The first thing to note that this was less of a spontaneous gesture than is nowadays portrayed. Pope Benedict XV, who had only been Pope since August 1914 and a cardinal for just three months before that had been sending out memos to the governments of protagonists since the start of December. All he was asking for was 12 hours of peace. The Germans and English supported the idea. Only the Russians and the French refused, or at least that was the line put about by the German press. Others in Protestant Germany were disgruntled that the initiative was a Catholic one. Such was the jingoistic feeling in England that there was much talk in the correspondence columns of the newspapers to the effect of how could they trust the Hun to abide by any treaty. “None of the allies on our side would dream of trusting to Germany’s sense of honour after the shameless way she has broken her word in the past”, wrote the Cheshire Observer on December 19. Nevertheless the idea stuck with the Tommies and Fritzes who were actually doing the dying.
Secondly, even before the talk of the Christmas truce, truces had been breaking out in the quieter sections of the trenches that now stretched from Switzerland to the sea. On December 8 The Times’ Paris correspondent, who had been touring the lines, reported that at a certain quiet area of the French sector it was customary that each morning neither side should fire at the opposition before 5:30am, simply to allow for mundane tasks such as bringing up supplies or doing the washing.
On one part of the line along the old road from Reims and Laon, the French and Germans were separated just by the width of that road. After shouted conversations, eventually French and Germans each trusted one another enough to stick their heads up from behind the sandbags.
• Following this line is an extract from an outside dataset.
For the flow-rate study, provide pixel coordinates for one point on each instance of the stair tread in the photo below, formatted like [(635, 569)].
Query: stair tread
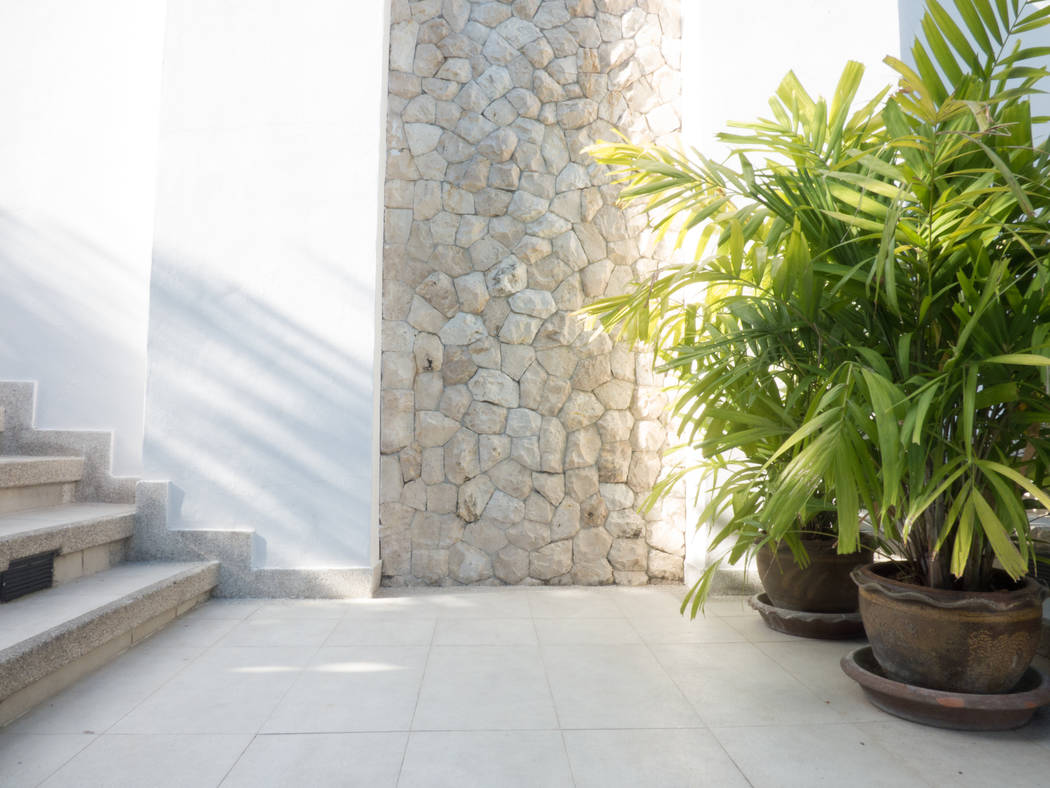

As The Times man, who was seemingly an eye witness, wrote: “…first one and then another head rose timidly above the trench lines until there was a whole line of German faces peeping up on a level with the roadside. Then a German suggested the French should do the same and the French in their trench rose up also and for the first time in many weeks these men who had been fighting each other were able really to see what sort of foes they had. Suddenly one of the Germans, seized with suspicion, dropped his head, and immediately like frightened rabbits scuttling to their holes, the white line of faces disappeared and hostilities were resumed.”
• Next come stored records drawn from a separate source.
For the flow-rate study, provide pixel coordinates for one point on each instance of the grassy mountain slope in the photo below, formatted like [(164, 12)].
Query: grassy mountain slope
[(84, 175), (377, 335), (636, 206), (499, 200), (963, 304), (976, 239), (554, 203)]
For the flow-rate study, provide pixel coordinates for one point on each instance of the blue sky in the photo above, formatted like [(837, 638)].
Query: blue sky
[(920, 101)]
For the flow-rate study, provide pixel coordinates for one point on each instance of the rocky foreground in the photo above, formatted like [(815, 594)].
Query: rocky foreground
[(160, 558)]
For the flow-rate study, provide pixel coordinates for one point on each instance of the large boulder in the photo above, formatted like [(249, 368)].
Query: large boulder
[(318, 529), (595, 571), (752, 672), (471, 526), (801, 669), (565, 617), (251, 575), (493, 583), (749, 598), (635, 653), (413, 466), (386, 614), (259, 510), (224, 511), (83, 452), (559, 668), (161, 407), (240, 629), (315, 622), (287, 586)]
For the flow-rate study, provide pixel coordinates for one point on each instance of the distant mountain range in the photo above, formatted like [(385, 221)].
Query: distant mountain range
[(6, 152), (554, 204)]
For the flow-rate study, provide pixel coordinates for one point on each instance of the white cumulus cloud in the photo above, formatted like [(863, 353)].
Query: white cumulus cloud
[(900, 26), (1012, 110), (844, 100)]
The Christmas truces were eventually widely reported in British, French and German papers. It did not take long for the military high commands to see how fragile would be their hold on the levers of war if that sort of thing were allowed to continue. “War is no sport”, decried the Germans, so anyone else guilty of such acts would be guilty of treason.
And though the general staff of all the belligerents tried to prevent it happening ever again, by constant troop rotation and tricks such as artillery barrages and attacks scheduled for Christmas Eve, similar rashes of sanity on a smaller scale were reported at Christmas 1915 and 1916.